Brigitte Bardot, l’actrice et chanteuse française devenue mythe érotique des années 50 et 60, est décédée ce dimanche à 91 ans, selon sa Fondation. Elle a tourné une cinquantaine de films et enregistré plus de 60 chansons avant de se retirer en 1973 pour se consacrer à l’activisme en faveur des droits des animaux.
Brigitte Bardot, née le 28 septembre 1934 à Paris, accède à la célébrité en 1956 avec le film Et Dieu… créa la femme, réalisé par son mari de l’époque Roger Vadim. Dans ce film situé à Saint-Tropez, elle incarne une jeune orpheline convoitée par plusieurs hommes, incarnant la sensualité des années 50 au même titre que Marilyn Monroe. Le film annonce une révolution dans l’image de la femme fatale, où l’innocence séduit plus que la malice.

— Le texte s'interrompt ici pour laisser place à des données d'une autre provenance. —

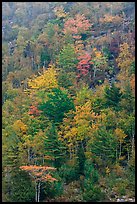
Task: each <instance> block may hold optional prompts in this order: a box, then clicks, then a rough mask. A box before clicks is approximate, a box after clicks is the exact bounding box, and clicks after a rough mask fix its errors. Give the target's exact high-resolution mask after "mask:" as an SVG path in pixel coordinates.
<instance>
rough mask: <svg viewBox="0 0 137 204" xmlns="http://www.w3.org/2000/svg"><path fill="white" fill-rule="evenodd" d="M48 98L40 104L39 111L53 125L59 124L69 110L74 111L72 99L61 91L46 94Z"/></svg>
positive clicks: (51, 92) (61, 120)
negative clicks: (53, 122) (43, 102)
mask: <svg viewBox="0 0 137 204" xmlns="http://www.w3.org/2000/svg"><path fill="white" fill-rule="evenodd" d="M48 98H49V100H48V101H46V102H45V103H43V104H41V105H40V106H39V109H40V110H42V111H43V114H44V115H46V116H47V117H48V118H49V119H50V120H52V121H53V122H55V123H59V122H61V121H62V120H63V117H64V114H65V113H67V112H68V111H69V110H70V109H74V104H73V101H72V99H70V98H69V97H68V95H67V94H66V93H65V91H62V90H61V89H57V88H54V89H52V92H51V93H49V94H48Z"/></svg>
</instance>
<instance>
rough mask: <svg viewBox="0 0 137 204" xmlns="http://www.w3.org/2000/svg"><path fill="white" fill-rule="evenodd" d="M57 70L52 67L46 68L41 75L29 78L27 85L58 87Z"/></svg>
mask: <svg viewBox="0 0 137 204" xmlns="http://www.w3.org/2000/svg"><path fill="white" fill-rule="evenodd" d="M56 76H57V72H56V70H55V68H54V67H50V68H48V69H47V70H46V71H44V73H43V74H42V75H41V76H38V77H36V78H35V79H32V80H29V81H28V85H29V87H30V88H31V89H46V90H47V89H51V88H56V87H58V83H57V79H56Z"/></svg>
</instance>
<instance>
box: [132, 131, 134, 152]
mask: <svg viewBox="0 0 137 204" xmlns="http://www.w3.org/2000/svg"><path fill="white" fill-rule="evenodd" d="M133 152H134V134H132V154H133Z"/></svg>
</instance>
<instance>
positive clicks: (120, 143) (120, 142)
mask: <svg viewBox="0 0 137 204" xmlns="http://www.w3.org/2000/svg"><path fill="white" fill-rule="evenodd" d="M119 148H120V150H119V151H120V152H119V158H120V157H121V141H120V144H119Z"/></svg>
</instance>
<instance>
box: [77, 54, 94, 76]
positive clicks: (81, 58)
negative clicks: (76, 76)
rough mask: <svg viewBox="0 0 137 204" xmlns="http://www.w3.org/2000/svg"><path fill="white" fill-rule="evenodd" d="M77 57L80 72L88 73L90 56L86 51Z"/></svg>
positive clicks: (78, 68)
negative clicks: (79, 55)
mask: <svg viewBox="0 0 137 204" xmlns="http://www.w3.org/2000/svg"><path fill="white" fill-rule="evenodd" d="M78 59H79V60H80V61H79V63H78V66H77V69H79V71H80V73H81V74H82V75H84V76H85V75H87V74H88V72H89V68H90V65H91V64H92V63H91V62H90V60H91V56H90V55H89V54H88V53H85V55H81V56H79V57H78ZM79 77H80V75H79Z"/></svg>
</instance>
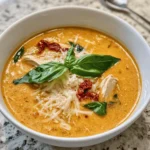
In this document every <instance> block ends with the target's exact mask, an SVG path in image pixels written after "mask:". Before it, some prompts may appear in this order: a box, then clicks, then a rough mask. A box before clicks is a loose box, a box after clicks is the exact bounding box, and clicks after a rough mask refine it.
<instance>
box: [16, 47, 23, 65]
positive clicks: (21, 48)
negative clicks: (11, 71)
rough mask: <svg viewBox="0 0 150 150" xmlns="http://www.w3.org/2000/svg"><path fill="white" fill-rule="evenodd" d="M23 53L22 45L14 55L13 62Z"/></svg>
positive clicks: (22, 48)
mask: <svg viewBox="0 0 150 150" xmlns="http://www.w3.org/2000/svg"><path fill="white" fill-rule="evenodd" d="M23 54H24V47H21V48H20V49H19V51H17V53H16V54H15V56H14V63H16V62H18V60H19V59H20V58H21V57H22V56H23Z"/></svg>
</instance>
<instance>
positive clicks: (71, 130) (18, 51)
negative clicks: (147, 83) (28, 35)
mask: <svg viewBox="0 0 150 150" xmlns="http://www.w3.org/2000/svg"><path fill="white" fill-rule="evenodd" d="M140 82H141V81H140V74H139V70H138V68H137V65H136V63H135V61H134V59H133V58H132V56H131V55H130V54H129V52H128V51H127V50H126V49H125V48H124V47H123V46H122V45H120V43H118V42H117V41H115V40H114V39H112V38H110V37H108V36H106V35H104V34H102V33H100V32H97V31H94V30H91V29H84V28H74V27H72V28H71V27H70V28H69V27H68V28H60V29H55V30H50V31H47V32H44V33H42V34H39V35H37V36H35V37H33V38H31V39H29V40H28V41H26V42H25V43H24V44H23V45H21V47H20V48H19V49H17V50H16V51H15V52H14V54H13V55H12V56H11V57H10V59H9V60H8V63H7V65H6V67H5V70H4V73H3V81H2V90H3V96H4V99H5V102H6V104H7V106H8V108H9V110H10V111H11V113H12V114H13V115H14V116H15V118H16V119H17V120H18V121H20V122H21V123H22V124H24V125H25V126H27V127H29V128H31V129H33V130H36V131H38V132H42V133H45V134H49V135H55V136H63V137H81V136H89V135H94V134H98V133H102V132H105V131H107V130H110V129H112V128H114V127H116V126H118V125H119V124H121V123H122V122H123V121H125V120H126V119H127V118H128V116H129V115H130V114H131V113H132V111H133V109H134V108H135V106H136V104H137V102H138V99H139V95H140V91H141V83H140Z"/></svg>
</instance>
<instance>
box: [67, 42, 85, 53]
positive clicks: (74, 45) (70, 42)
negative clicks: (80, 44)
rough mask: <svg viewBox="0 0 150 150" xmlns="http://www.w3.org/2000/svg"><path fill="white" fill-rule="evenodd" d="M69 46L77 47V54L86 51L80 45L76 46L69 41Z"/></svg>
mask: <svg viewBox="0 0 150 150" xmlns="http://www.w3.org/2000/svg"><path fill="white" fill-rule="evenodd" d="M69 44H70V45H71V46H73V47H75V48H76V50H77V52H81V51H82V50H83V49H84V47H83V46H81V45H79V44H75V43H73V42H71V41H69Z"/></svg>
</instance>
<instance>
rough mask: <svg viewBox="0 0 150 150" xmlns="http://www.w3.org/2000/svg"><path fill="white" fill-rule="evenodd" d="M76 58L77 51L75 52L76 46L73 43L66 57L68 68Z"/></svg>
mask: <svg viewBox="0 0 150 150" xmlns="http://www.w3.org/2000/svg"><path fill="white" fill-rule="evenodd" d="M75 60H76V58H75V53H74V46H73V45H72V46H71V48H70V49H69V50H68V52H67V56H66V58H65V63H64V64H65V66H66V67H67V68H69V69H70V68H71V66H72V65H73V63H74V62H75Z"/></svg>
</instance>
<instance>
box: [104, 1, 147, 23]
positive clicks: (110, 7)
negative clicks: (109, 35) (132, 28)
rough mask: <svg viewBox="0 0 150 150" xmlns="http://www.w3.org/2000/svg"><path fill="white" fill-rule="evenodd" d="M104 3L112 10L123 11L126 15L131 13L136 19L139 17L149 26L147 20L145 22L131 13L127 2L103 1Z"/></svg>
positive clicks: (146, 19) (132, 11)
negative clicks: (140, 18) (105, 3)
mask: <svg viewBox="0 0 150 150" xmlns="http://www.w3.org/2000/svg"><path fill="white" fill-rule="evenodd" d="M105 3H106V5H107V6H108V7H110V8H112V9H116V10H119V11H124V12H127V13H133V14H135V15H137V16H138V17H140V18H141V19H142V20H144V21H145V22H147V23H148V24H149V25H150V21H149V20H147V19H146V18H144V17H143V16H141V15H139V14H138V13H136V12H135V11H133V10H132V9H130V8H129V7H128V6H127V0H105Z"/></svg>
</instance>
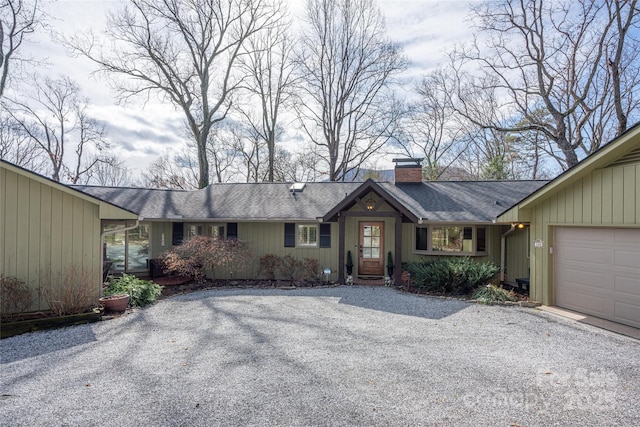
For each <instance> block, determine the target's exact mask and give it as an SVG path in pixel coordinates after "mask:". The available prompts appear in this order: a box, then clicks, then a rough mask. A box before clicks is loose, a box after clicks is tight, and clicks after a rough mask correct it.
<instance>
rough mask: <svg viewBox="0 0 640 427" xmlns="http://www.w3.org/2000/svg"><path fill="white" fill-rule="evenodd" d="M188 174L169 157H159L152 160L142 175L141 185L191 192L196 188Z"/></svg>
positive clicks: (186, 172) (183, 169)
mask: <svg viewBox="0 0 640 427" xmlns="http://www.w3.org/2000/svg"><path fill="white" fill-rule="evenodd" d="M190 178H191V177H190V174H189V172H188V171H185V170H184V169H183V168H181V167H180V166H178V164H177V162H175V161H173V160H171V159H170V158H169V156H166V155H165V156H161V157H158V158H157V159H156V160H154V161H153V162H152V163H151V164H150V165H149V167H148V168H147V170H146V171H144V172H143V173H142V185H143V186H144V187H149V188H164V189H178V190H191V189H193V188H197V185H195V184H197V181H195V182H191V181H193V180H192V179H190Z"/></svg>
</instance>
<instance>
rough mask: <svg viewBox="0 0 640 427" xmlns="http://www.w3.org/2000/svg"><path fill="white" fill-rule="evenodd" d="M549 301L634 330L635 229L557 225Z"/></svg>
mask: <svg viewBox="0 0 640 427" xmlns="http://www.w3.org/2000/svg"><path fill="white" fill-rule="evenodd" d="M554 255H555V257H554V260H555V265H554V276H555V277H554V285H555V303H556V305H557V306H559V307H563V308H567V309H570V310H574V311H578V312H581V313H586V314H590V315H593V316H597V317H601V318H603V319H607V320H612V321H614V322H618V323H623V324H625V325H629V326H634V327H636V328H640V229H625V228H603V227H596V228H586V227H557V228H556V229H555V245H554Z"/></svg>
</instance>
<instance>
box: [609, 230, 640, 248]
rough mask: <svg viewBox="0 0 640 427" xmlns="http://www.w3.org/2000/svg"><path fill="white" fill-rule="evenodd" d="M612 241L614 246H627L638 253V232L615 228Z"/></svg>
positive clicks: (635, 231)
mask: <svg viewBox="0 0 640 427" xmlns="http://www.w3.org/2000/svg"><path fill="white" fill-rule="evenodd" d="M613 240H614V242H615V243H616V245H621V244H625V243H627V244H629V245H630V246H632V247H635V248H636V251H640V241H638V230H634V229H624V228H616V229H615V231H614V233H613Z"/></svg>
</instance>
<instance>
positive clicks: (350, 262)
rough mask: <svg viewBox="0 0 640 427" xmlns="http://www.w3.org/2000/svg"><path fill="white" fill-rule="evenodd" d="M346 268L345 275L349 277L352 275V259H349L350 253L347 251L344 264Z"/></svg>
mask: <svg viewBox="0 0 640 427" xmlns="http://www.w3.org/2000/svg"><path fill="white" fill-rule="evenodd" d="M345 267H347V275H348V276H351V275H352V274H353V258H352V257H351V251H347V263H346V264H345Z"/></svg>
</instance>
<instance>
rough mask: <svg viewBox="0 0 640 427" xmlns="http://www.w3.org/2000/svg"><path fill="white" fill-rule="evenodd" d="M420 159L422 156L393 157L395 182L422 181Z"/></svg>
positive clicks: (423, 159)
mask: <svg viewBox="0 0 640 427" xmlns="http://www.w3.org/2000/svg"><path fill="white" fill-rule="evenodd" d="M422 160H424V157H421V158H415V157H414V158H410V157H409V158H402V159H393V162H394V163H395V164H396V166H395V169H394V173H395V182H396V184H398V183H402V182H405V183H406V182H413V183H420V182H422Z"/></svg>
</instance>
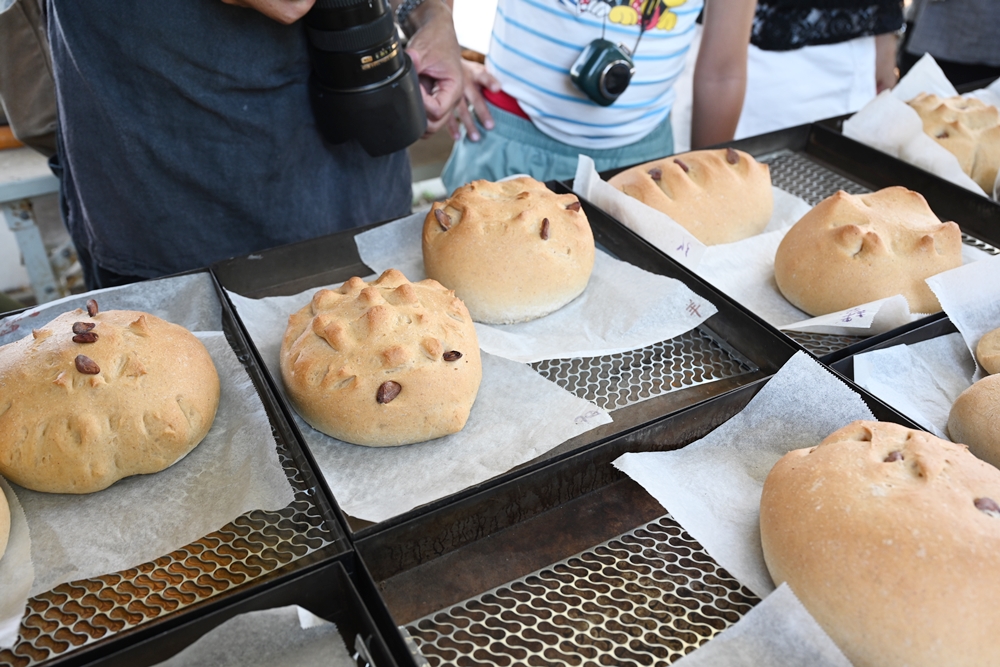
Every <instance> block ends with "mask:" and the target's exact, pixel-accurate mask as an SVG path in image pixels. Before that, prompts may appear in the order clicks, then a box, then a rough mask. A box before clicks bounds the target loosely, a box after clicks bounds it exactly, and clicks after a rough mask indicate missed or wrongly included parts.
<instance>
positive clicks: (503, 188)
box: [423, 177, 595, 324]
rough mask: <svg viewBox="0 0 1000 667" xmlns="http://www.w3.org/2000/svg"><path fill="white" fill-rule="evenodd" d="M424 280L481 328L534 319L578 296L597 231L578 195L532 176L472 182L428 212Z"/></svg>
mask: <svg viewBox="0 0 1000 667" xmlns="http://www.w3.org/2000/svg"><path fill="white" fill-rule="evenodd" d="M423 252H424V268H425V270H426V271H427V275H428V276H429V277H431V278H433V279H435V280H437V281H438V282H440V283H441V284H442V285H444V286H445V287H448V288H449V289H453V290H455V294H457V295H458V297H459V298H461V299H462V301H464V302H465V305H466V306H468V308H469V312H470V313H471V314H472V318H473V319H474V320H475V321H477V322H483V323H486V324H511V323H514V322H525V321H528V320H533V319H536V318H538V317H542V316H544V315H548V314H549V313H551V312H553V311H556V310H558V309H560V308H562V307H563V306H565V305H566V304H568V303H569V302H570V301H572V300H573V299H575V298H576V297H578V296H580V294H581V293H583V291H584V289H586V287H587V282H588V281H589V280H590V273H591V271H592V270H593V268H594V253H595V247H594V234H593V232H592V231H591V229H590V223H589V222H588V221H587V216H586V214H585V213H584V212H583V211H582V210H581V207H580V201H579V200H578V199H577V197H576V195H571V194H565V195H559V194H556V193H554V192H552V191H551V190H549V189H548V188H547V187H545V185H544V184H543V183H539V182H538V181H536V180H535V179H533V178H529V177H522V178H514V179H510V180H507V181H500V182H498V183H491V182H489V181H473V182H472V183H469V184H468V185H463V186H462V187H460V188H458V189H457V190H455V192H454V193H453V194H452V195H451V197H449V198H448V199H447V200H446V201H444V202H437V203H435V204H434V206H433V208H432V209H431V210H430V211H429V212H428V214H427V218H426V220H425V221H424V231H423Z"/></svg>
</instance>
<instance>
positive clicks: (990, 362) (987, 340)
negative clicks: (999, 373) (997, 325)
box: [976, 328, 1000, 375]
mask: <svg viewBox="0 0 1000 667" xmlns="http://www.w3.org/2000/svg"><path fill="white" fill-rule="evenodd" d="M976 359H977V360H978V361H979V365H980V366H982V367H983V370H984V371H986V372H987V373H989V374H990V375H992V374H993V373H1000V328H997V329H994V330H993V331H989V332H987V333H986V334H984V335H983V337H982V338H980V339H979V343H978V344H977V345H976Z"/></svg>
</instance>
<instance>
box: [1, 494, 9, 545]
mask: <svg viewBox="0 0 1000 667" xmlns="http://www.w3.org/2000/svg"><path fill="white" fill-rule="evenodd" d="M9 539H10V505H9V504H8V503H7V495H6V494H5V493H4V491H3V488H0V558H3V555H4V553H6V551H7V540H9Z"/></svg>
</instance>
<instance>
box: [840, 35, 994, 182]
mask: <svg viewBox="0 0 1000 667" xmlns="http://www.w3.org/2000/svg"><path fill="white" fill-rule="evenodd" d="M920 93H933V94H936V95H939V96H941V97H953V96H955V95H957V94H958V92H957V91H956V90H955V87H954V86H953V85H952V84H951V82H950V81H948V78H947V77H946V76H945V75H944V72H942V71H941V67H940V66H939V65H938V64H937V62H936V61H935V60H934V58H933V57H932V56H931V55H930V54H925V55H924V56H923V57H922V58H921V59H920V60H919V61H917V63H916V64H915V65H914V66H913V68H912V69H910V71H909V72H907V73H906V76H904V77H903V78H902V79H901V80H900V81H899V83H898V84H897V85H896V87H895V88H893V89H892V90H891V91H890V90H887V91H883V92H882V93H881V94H880V95H879V96H878V97H876V98H875V99H874V100H872V101H871V102H869V103H868V104H866V105H865V106H864V107H863V108H862V109H861V110H860V111H858V112H857V113H856V114H854V116H852V117H851V118H849V119H848V120H846V121H844V128H843V132H844V135H845V136H848V137H850V138H851V139H854V140H856V141H860V142H861V143H863V144H866V145H868V146H871V147H872V148H876V149H878V150H880V151H882V152H883V153H888V154H889V155H892V156H894V157H898V158H899V159H901V160H903V161H905V162H909V163H910V164H912V165H914V166H917V167H920V168H921V169H924V170H926V171H929V172H931V173H933V174H936V175H938V176H940V177H941V178H944V179H945V180H948V181H951V182H952V183H955V184H956V185H960V186H962V187H963V188H966V189H968V190H971V191H973V192H975V193H977V194H981V195H987V196H991V197H994V198H996V197H997V194H996V186H994V191H993V192H990V193H986V192H983V189H982V188H981V187H979V185H978V184H976V182H975V181H973V180H972V179H971V178H970V177H969V176H968V175H966V174H965V172H963V171H962V167H961V166H960V165H959V163H958V158H956V157H955V156H954V155H952V154H951V153H950V152H948V150H946V149H945V148H944V147H942V146H941V145H939V144H938V143H937V142H936V141H934V139H932V138H931V137H929V136H928V135H927V134H925V133H924V125H923V121H921V120H920V115H919V114H918V113H917V112H916V110H915V109H913V108H912V107H910V106H909V105H908V104H907V102H908V101H909V100H912V99H913V98H914V97H916V96H917V95H919V94H920ZM967 96H968V97H976V98H979V99H980V100H982V101H983V102H984V103H986V104H992V105H994V106H998V107H1000V81H997V82H994V83H993V84H992V85H990V86H989V87H988V88H985V89H982V90H978V91H975V92H973V93H969V94H967ZM998 181H1000V178H998Z"/></svg>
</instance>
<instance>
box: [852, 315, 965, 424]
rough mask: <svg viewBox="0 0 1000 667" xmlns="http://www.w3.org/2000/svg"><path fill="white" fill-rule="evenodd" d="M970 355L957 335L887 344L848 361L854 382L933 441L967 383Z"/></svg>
mask: <svg viewBox="0 0 1000 667" xmlns="http://www.w3.org/2000/svg"><path fill="white" fill-rule="evenodd" d="M973 369H974V366H973V361H972V355H971V354H969V350H968V349H967V348H966V346H965V341H964V340H962V337H961V336H960V335H959V334H949V335H947V336H938V337H936V338H931V339H929V340H926V341H922V342H920V343H914V344H912V345H893V346H892V347H887V348H884V349H881V350H872V351H870V352H864V353H862V354H858V355H856V356H855V357H854V381H855V382H857V383H858V385H860V386H862V387H864V388H865V389H867V390H868V391H870V392H871V393H872V394H874V395H875V396H878V397H879V398H880V399H882V400H883V401H885V402H886V403H887V404H889V405H891V406H892V407H894V408H895V409H896V410H898V411H900V412H901V413H903V414H904V415H906V416H907V417H909V418H910V419H912V420H913V421H915V422H916V423H918V424H920V425H921V426H922V427H924V428H926V429H927V430H928V431H930V432H931V433H933V434H934V435H936V436H938V437H939V438H945V439H948V433H947V426H948V414H949V413H950V412H951V406H952V404H953V403H954V402H955V399H956V398H958V395H959V394H961V393H962V392H963V391H965V390H966V389H968V387H969V386H970V385H971V384H972V383H971V382H970V380H969V378H970V377H971V376H972V372H973Z"/></svg>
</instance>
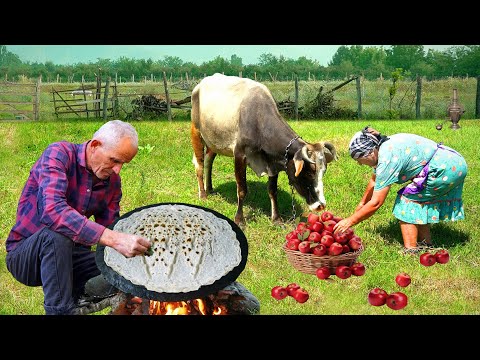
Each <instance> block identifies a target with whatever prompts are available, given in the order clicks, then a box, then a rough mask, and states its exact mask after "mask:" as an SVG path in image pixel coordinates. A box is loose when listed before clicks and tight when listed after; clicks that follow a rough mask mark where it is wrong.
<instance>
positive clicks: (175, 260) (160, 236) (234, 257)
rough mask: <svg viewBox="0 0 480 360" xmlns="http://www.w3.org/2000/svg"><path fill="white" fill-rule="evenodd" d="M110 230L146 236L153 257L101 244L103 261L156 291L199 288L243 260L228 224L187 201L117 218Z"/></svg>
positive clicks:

Tout au long de sa carrière, Bardot a tourné dans des classiques comme Le Mépris (1963) de Jean-Luc Godard, où elle pose nue dans les images d’ouverture, ou Vie privée (1961) de Louis Malle, dans lequel elle joue une version d’elle-même luttant contre la célébrité. Elle brille également dans En cas de malheur (1958) avec Jean Gabin et La Vérité (1960), nommé aux Oscars du meilleur film en langue étrangère. Au total, elle a tourné une cinquantaine de films, dont beaucoup de médiocres, comme Shalako (1968) avec Sean Connery.
Sa vie personnelle fut tumultueuse : elle s’est mariée quatre fois, dont avec Vadim et le magnat allemand Gunter Sachs, et a tenté plusieurs fois de se suicider. En 1973, à 39 ans, elle se retire du cinéma, déclarant : « J’ai donné ma jeunesse et ma beauté aux hommes, je donne ma sagesse et mon expérience aux animaux. » Elle fonde sa fondation pour la défense des animaux et refuse la Légion d’honneur en 1985.
Bardot est devenue une figure controversée pour son militantisme, critiquant l’islamisation de la France et le mouvement MeToo, qu’elle a qualifié d’hypocrite. Dans une interview à Paris Match, elle a déclaré : « Les actrices qui se plaignent d’abus sexuels ne cherchent qu’à se faire de la publicité. » Elle a passé ses dernières années dans le sud de la France et a été hospitalisée plusieurs fois récemment pour une grave maladie.
Sa mort, annoncée par sa Fondation, clôt une époque. Elle était l’image la plus exportable de la France, un symbole de la libération sexuelle et une victime du harcèlement médiatique, incarnant les paradoxes de son temps.